The development of the Arrow met initial resistance due largely to budgetary concerns and the fact that Israel’s military planners generally think in terms of offense rather than defense. But the 1991 First Gulf War that witnessed 39 Scud missiles landing in Israel, changed the mindset. The U.S. made Patriot missiles, which were deployed to intercept incoming Scuds, provided entertaining fireworks displays but proved to be virtually useless against incoming Scuds. According to Moshe Arens, Israel’s then minister of defense and Dan Shamron, who was the army’s chief of staff, the Patriot may have intercepted one Scud, at best.
Clearly, there was a need for something better and Israel’s experts rolled up their sleeves and got to work, rolling out the first version of the Arrow in the mid-1990s. The platform became operational in 2000 and has undergone continuous upgrades and modifications since then.
When it comes to warfare, military doctrine and technology, Israel has always been at the cutting edge. In 1967 it provided the world with the modern-day equivalent of Shock and Awe. In 1973, its armored corps provided NATO with the operational know-how to defeat the threat of Soviet Sagger anti-tank guided missiles (ATGM). In 1982, it shocked the Soviets by deploying new weapons and tactics that rendered Soviet air-defenses and aircraft near obsolete and in 2012 and then again in 2014, it dazzled the world with its marvelous Iron Dome anti-rocket system.

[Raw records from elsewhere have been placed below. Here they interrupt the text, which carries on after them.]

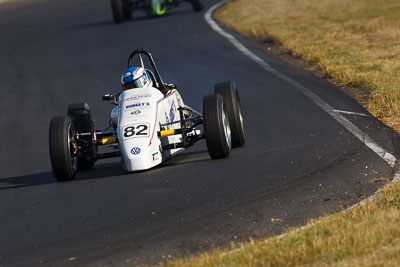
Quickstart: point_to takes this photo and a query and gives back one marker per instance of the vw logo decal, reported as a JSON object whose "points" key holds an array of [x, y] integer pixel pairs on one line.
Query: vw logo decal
{"points": [[135, 151]]}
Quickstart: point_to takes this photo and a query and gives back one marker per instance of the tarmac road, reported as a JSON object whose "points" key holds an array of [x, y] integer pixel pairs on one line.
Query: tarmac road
{"points": [[298, 163]]}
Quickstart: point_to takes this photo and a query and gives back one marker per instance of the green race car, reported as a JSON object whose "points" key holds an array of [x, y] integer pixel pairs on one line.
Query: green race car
{"points": [[122, 9]]}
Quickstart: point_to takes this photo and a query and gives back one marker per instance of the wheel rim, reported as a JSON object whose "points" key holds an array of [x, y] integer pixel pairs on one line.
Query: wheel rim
{"points": [[227, 127], [71, 148], [240, 112]]}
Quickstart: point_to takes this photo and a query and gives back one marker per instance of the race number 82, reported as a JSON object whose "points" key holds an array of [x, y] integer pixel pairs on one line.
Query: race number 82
{"points": [[136, 130]]}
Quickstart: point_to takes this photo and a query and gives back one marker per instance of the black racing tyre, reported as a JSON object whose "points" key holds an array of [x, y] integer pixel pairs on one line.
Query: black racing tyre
{"points": [[197, 5], [62, 138], [230, 94], [127, 12], [117, 9], [82, 119], [216, 126]]}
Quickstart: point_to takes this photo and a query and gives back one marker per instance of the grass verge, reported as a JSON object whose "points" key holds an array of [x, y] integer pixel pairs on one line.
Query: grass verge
{"points": [[366, 236], [356, 43]]}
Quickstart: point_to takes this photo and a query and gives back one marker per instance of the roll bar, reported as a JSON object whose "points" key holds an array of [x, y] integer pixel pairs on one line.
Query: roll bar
{"points": [[139, 52]]}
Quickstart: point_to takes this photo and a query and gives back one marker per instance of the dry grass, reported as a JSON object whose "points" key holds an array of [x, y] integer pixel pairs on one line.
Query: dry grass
{"points": [[356, 42], [369, 236]]}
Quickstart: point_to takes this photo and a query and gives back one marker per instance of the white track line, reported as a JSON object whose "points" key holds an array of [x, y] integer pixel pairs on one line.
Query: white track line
{"points": [[381, 152], [363, 137], [351, 113]]}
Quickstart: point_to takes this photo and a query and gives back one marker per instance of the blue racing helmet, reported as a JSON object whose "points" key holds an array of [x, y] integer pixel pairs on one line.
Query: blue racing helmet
{"points": [[135, 77]]}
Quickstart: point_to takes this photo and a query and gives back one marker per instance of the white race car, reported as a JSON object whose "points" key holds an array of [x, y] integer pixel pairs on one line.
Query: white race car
{"points": [[148, 126]]}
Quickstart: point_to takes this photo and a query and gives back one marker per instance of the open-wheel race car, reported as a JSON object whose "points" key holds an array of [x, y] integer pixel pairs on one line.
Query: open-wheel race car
{"points": [[122, 9], [149, 124]]}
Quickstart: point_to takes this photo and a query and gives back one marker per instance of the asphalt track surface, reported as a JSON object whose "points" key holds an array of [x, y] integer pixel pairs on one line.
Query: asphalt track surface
{"points": [[298, 163]]}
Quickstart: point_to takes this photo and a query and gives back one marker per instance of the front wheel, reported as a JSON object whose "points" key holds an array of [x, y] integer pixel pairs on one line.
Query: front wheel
{"points": [[216, 127], [230, 94], [62, 145], [197, 5]]}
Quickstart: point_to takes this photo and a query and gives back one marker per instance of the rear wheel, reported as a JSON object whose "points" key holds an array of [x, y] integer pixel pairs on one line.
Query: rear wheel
{"points": [[62, 145], [216, 126], [82, 120], [197, 5], [118, 12], [230, 94]]}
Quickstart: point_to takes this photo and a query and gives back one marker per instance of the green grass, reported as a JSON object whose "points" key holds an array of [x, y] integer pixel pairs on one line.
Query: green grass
{"points": [[357, 44]]}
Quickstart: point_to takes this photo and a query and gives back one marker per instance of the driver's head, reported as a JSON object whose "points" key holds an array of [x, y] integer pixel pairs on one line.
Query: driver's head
{"points": [[135, 77]]}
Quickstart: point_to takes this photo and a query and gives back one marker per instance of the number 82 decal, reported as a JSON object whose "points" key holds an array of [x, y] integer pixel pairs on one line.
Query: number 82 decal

Israel’s flurry of military activity against Hezbollah and Iranian interests in Syria conveys a clear message that it will not tolerate the transfer of sophisticated weapons to Hezbollah. It will also not permit Hezbollah or Iran to establish military bases near the Golan Heights that threaten Israel. The liquidation of Yasser al-Sayed, Samir Kuntar, Jihad Mughniyeh, Gen. Mohammad Ali Allahdadi and a laundry list of others at the hand of Israel, underscores this fact. Moreover, the strike against Iranian targets at T4 near Palmyra demonstrates that the IRGC and their Shia mercenaries are not immune from attack even when hiding behind Russian skirts.